ANYWAY, we are in the wine cellar, which at one time used to be a vault when it was a bank, and there is this table in the middle, set up with wine glasses and a few bottles of wine, and I ask our girl if she ever has wine tastings in here because I am fully going to do one while my kids look on, and she's all, "we used to until someone stole a bottle of wine and then we stopped."
She then started telling us the history of the house, and of course, I mentally went somewhere else, when she used the word "General" and "Civil War" and then she said, "We actually have a picture of Mrs. Habersham. Do you want to see it?" She says this, as she reaches under the table and pulls out this framed photograph of this ghost-like, transparent, smoky image of a woman floating in a long dress with the bartender in the background looking straight at the camera, polishing a glass. She explains that it was taken a few months ago in the very room we are standing in, by a coworker of the bartender after closing, and the girls and I were mesmerized.
As the girls and I were discussing this later, we thought she was going to pull out a creepy portrait of Mrs. Habersham, as the house is dripping with them, and then here SHE is, suprising us with a ghost story when we were least expecting it. Here is a pic of us in the cellar she took. It is my favorite picture of the trip. I guess because I am surrounded by the things that I love the most, my babies, candles and WINE. Look at Eva. Classic.
So after an amazing dinner in which I got to have cheese grits and collard greens with an entire fish with it's head cut off. We killed some time by hanging out in one of the town squares where a sax player was entertaining, and then in true Underwood fashion, we went to a bar. In my defense, we were supposed to meet the Tour Guide for the Ghost Tour in the parking lot across the street from McDonough's, the bar, and it was 100 degrees. Nothin' like sitting belly up to a bar with your three kids. The bartender was really nice and gave them Reece's bits and ice waters while Brad and I drank ice cold draft beer and mingled with the locals. I reconciled it in my mind by telling myself that families in London go to Pubs all the time, so it was cool. Here's a few picks from the Square and the bar.

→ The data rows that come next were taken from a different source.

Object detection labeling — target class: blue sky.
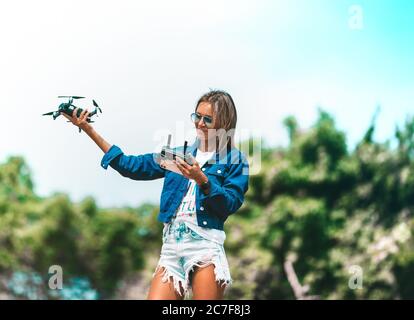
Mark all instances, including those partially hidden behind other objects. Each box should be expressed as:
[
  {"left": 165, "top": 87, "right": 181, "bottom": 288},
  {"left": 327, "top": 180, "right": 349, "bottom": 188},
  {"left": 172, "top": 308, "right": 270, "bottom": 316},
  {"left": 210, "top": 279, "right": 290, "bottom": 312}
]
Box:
[{"left": 0, "top": 0, "right": 413, "bottom": 207}]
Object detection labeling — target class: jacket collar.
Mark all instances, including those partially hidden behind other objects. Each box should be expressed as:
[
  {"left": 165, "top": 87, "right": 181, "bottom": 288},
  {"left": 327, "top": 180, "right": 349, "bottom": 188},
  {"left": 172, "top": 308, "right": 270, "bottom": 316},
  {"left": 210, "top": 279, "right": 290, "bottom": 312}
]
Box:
[{"left": 188, "top": 138, "right": 236, "bottom": 165}]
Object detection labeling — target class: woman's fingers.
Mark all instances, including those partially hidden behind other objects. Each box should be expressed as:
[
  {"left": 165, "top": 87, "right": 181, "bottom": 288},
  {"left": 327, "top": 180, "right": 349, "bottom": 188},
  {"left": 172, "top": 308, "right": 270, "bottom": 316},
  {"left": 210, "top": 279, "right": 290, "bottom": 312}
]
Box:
[
  {"left": 82, "top": 111, "right": 90, "bottom": 122},
  {"left": 175, "top": 162, "right": 185, "bottom": 175},
  {"left": 187, "top": 154, "right": 200, "bottom": 168},
  {"left": 176, "top": 157, "right": 202, "bottom": 179},
  {"left": 64, "top": 108, "right": 92, "bottom": 128},
  {"left": 175, "top": 160, "right": 184, "bottom": 172},
  {"left": 175, "top": 161, "right": 189, "bottom": 177},
  {"left": 176, "top": 157, "right": 205, "bottom": 182},
  {"left": 176, "top": 157, "right": 192, "bottom": 170},
  {"left": 79, "top": 110, "right": 85, "bottom": 122},
  {"left": 80, "top": 109, "right": 87, "bottom": 120}
]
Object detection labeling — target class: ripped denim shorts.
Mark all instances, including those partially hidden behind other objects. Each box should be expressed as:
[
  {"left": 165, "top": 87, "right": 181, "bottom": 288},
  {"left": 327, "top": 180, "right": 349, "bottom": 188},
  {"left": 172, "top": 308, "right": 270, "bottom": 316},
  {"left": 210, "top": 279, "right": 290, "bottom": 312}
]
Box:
[{"left": 152, "top": 220, "right": 232, "bottom": 299}]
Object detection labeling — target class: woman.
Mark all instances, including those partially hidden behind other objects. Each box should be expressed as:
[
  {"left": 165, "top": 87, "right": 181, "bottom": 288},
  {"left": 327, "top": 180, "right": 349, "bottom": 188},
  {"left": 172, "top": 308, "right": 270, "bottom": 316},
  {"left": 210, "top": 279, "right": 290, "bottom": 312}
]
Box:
[{"left": 64, "top": 90, "right": 249, "bottom": 300}]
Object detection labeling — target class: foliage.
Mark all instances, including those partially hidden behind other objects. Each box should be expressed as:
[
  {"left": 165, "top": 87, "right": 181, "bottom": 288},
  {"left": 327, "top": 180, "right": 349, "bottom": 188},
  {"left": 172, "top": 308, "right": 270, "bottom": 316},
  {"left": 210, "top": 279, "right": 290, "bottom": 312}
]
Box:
[
  {"left": 224, "top": 110, "right": 414, "bottom": 299},
  {"left": 1, "top": 110, "right": 414, "bottom": 299},
  {"left": 0, "top": 158, "right": 159, "bottom": 298}
]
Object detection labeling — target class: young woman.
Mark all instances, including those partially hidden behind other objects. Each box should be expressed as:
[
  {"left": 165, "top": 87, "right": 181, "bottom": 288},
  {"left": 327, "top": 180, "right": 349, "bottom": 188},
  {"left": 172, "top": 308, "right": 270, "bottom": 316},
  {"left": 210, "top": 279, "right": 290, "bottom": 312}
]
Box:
[{"left": 63, "top": 90, "right": 249, "bottom": 300}]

I actually have a series of shots that Mills took of herself, but it would take up the entire blog. Anyway, the tour STARTED at 9:00 pm and was supposed to last ninety minutes (it lasted two hours) and it was a WALKING TOUR, but it was rated the BEST OF on the internet so I chose THAT one, unwisely, I suppose, considering we were the only family with small children there (they usually do the 7pm one) but I wanted it to be dark, so THERE WE WERE. In my defense, I could have done the "Midnight Pub Crawl" which I WANTED to do, but I relented.
So all us freaky freaks gather in the parking lot across from McDonough's and the guide is actually the Founder of Blue Orb Tours, so in my mind, we had hit the jackpot.
Our first stop was the Colonial Park Cemetary and it had gotten dark and the guide is explaining how children and animals are most perceptive when it comes to ghosts, and coincidentally, almost every ghost story he told involved a 7-year-old girl, which is the EXACT age of Mills, my middle child. PEEERRRRFFFECT.
At one point, she was getting really scared and clutching my hand, when the stories got really scary, and I declared, "Alright, that does it, I am giving you all Benadryl tonight." Hallie laughed at this, because as usual, she gets me and my twisted sense of humor.
So ANYWAY, at one point the guide is explaining how the very Square that we are standing in, is an actual graveyard that they just filled people with during one of their Yellow Fever epidemics (they had TWO) and that they literally just piled slaves and immigrants who came over from other lands ON TOP of each other all over the block and beyond, before the city was built, because they could not appropriately bury them, because they were dead or dying at such an alarming rate.
That Square, and the homes on the periphery of that Square, were then built on top of the gravesite, which they apparently discover from time to time when they are trying to put in a meter or dig for some reason, and they discover human remains.
Thousands of these victims were buried ALIVE, as at least half of them were, because the last stages of Yellow Fever is a "coma-like" state in which the person is still alive, but appears dead. The guide goes on to explain that this has been evident in other gravesites throughout Savannah where coffins have been exhumed, and there were scratch and bite marks on the insides of the coffins, where the person awoke from their "coma-like" state and tried to claw their way out, until they could no longer use their hands and then proceeded to bite their way out until they suffocated and died.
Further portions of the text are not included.